Ontwikkelingsdoelen rond EHBO voor het kleuteronderwijs
Onderstaande lijst bevat ontwikkelingsdoelen voor het kleuteronderwijs die expliciet en impliciet verband houden met eerste hulp. Deze selectie is niet exhaustief.
Expliciet
Wereldoriëntatie
1. Wereldoriëntatie – natuur
De kleuters:
1.9: kunnen bij zichzelf en bij anderen het verschil tussen ziek, gezond en gewond zijn herkennen;
1.12: weten dat ze door inname van sommige producten en planten ziek kunnen worden.
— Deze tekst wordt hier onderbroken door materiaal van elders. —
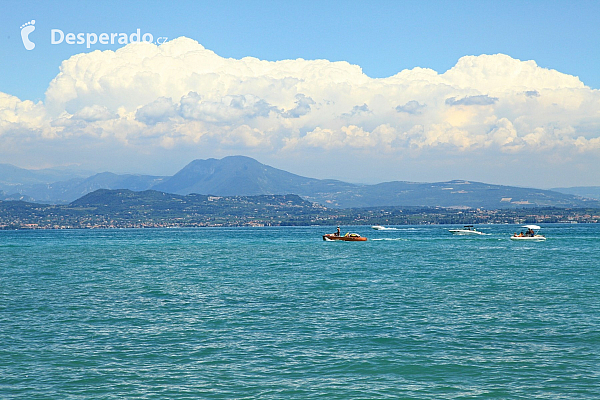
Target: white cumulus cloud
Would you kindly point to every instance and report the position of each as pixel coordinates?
(180, 94)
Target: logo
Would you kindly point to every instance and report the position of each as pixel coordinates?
(89, 39)
(26, 29)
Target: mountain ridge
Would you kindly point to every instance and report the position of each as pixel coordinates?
(245, 176)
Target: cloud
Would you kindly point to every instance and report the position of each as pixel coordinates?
(478, 100)
(412, 107)
(303, 104)
(181, 95)
(160, 110)
(94, 113)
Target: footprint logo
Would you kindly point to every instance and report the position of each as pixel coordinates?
(26, 29)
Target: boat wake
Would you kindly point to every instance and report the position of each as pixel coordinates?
(384, 228)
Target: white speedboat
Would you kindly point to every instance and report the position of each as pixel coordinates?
(529, 235)
(467, 230)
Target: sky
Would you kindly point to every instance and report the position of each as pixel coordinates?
(367, 92)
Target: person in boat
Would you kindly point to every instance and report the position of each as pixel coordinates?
(529, 232)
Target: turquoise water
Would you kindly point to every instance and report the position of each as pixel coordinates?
(276, 313)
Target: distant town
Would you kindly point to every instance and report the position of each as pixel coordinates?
(152, 209)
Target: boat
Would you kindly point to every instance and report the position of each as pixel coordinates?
(383, 228)
(348, 237)
(529, 235)
(467, 230)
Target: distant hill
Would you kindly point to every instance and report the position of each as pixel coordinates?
(244, 176)
(67, 191)
(590, 192)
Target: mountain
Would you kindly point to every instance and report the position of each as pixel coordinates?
(11, 176)
(244, 176)
(72, 189)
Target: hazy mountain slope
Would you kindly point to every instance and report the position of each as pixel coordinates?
(243, 176)
(590, 192)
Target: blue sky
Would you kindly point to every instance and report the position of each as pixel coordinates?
(383, 38)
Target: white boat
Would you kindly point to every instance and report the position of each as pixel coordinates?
(529, 235)
(467, 230)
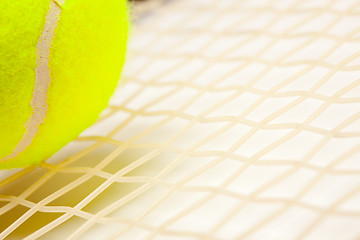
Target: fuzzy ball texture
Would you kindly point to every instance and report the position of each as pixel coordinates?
(60, 62)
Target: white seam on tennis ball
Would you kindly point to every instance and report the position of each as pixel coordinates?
(43, 79)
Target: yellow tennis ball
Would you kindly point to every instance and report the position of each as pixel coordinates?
(60, 61)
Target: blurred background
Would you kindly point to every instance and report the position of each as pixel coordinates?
(236, 120)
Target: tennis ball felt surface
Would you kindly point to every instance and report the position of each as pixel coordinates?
(60, 62)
2. Wereldoriëntatie - techniek
De kleuters:
2.8: zijn bereid hygiënisch, veilig en zorgzaam te werken.
Impliciet
Wereldoriëntatie
1. Wereldoriëntatie – natuur
De kleuters:
1.10: kunnen in concrete situaties gedragingen herkennen die bevorderlijk of schadelijk zijn voor hun gezondheid;
1.11: tonen goede gewoonten inzake dagelijkse hygiëne.
3. Wereldoriëntatie - mens
De kleuters:
3.1: kunnen bij zichzelf onderkennen wanneer ze bang, blij, boos of verdrietig zijn en kunnen dit op een eenvoudige wijze uitdrukken;
3.2: kunnen in een eenvoudige taal een recent gebeurde situatie waarbij ze betrokken waren in dialoog met een volwassene, beschrijven en vertellen hoe ze zich daarbij voelden;
3.3: tonen in concrete situaties voldoende zelfvertrouwen in eigen mogelijkheden;
3.5: kunnen bij anderen gevoelens van bang, blij, boos en verdrietig zijn herkennen en kunnen meeleven in dit gevoel;
3.7: kunnen een gevoeligheid tonen voor de behoeften van anderen.
6. Wereldoriëntatie - ruimte
De kleuters:
6.1: kunnen een menselijke figuur tekenen met de belangrijkste lichaamsdelen (het hoofd, de romp, de benen, de armen, de oren, de ogen, de neus en de mond) op de juiste plaats;
6.5: kennen de betekenis van volgende pictogrammen: de pijl, de uitgang het toilet;
Lichamelijke opvoeding
1. Lichamelijke opvoeding - motorische competenties
De kleuters:
1.31: kunnen een eenvoudige reeks van opeenvolgende handelingen uitvoeren binnen bewegingsactiviteiten;
1.32: kunnen een gepast bewegingsantwoord geven op eenvoudige speltaken.
2. Lichamelijke opvoeding - gezonde en veilige levensstijl
De kleuters:
2.10: ontwikkelen een goede hygiënische gewoonte en weten dat zij schoeisel en kledij moeten aanpassen aan de omstandigheden.
3. Lichamelijke opvoeding - zelfconcept en het sociaal functioneren
De kleuters:
3.8: kunnen zich emotioneel uiten binnen aanvaardbare grenzen;
3.9: kunnen in bewegingssituaties respectvol rekening houden met de veiligheid en de vermogens van andere kleuters en passen hun handelingen aan;
3.11: kunnen materiaal op de geëigende manier gebruiken;
3.12: kunnen binnen een eenvoudige spelvorm één tot twee spelregels opvolgen.
Nederlands
1. Nederlands - luisteren
De kleuters:
1.4: kunnen door de kleuteronderwijzer gegeven opdrachten, met betrekking tot activiteiten in de klas of op school begrijpen;
1.6: De kleuters kunnen de bereidheid vertonen om naar elkaar te luisteren en om zich in te leven in een boodschap.
2. Nederlands - spreken
De kleuters:
2.2: kunnen spreken over ervaringen of gebeurtenissen uit de eigen omgeving of over wat ze van anderen vernamen;
2.3: kunnen spreken over gevoelens als blijheid, angst, verdriet, verwondering;
2.9: kunnen de hulp of medewerking van anderen inroepen.
5. Nederlands - taalbeschouwing
De kleuters:
5.4: beseffen dat bepaalde symbolen (pictogrammen, lettertekens …) dienen om boodschappen over te dragen.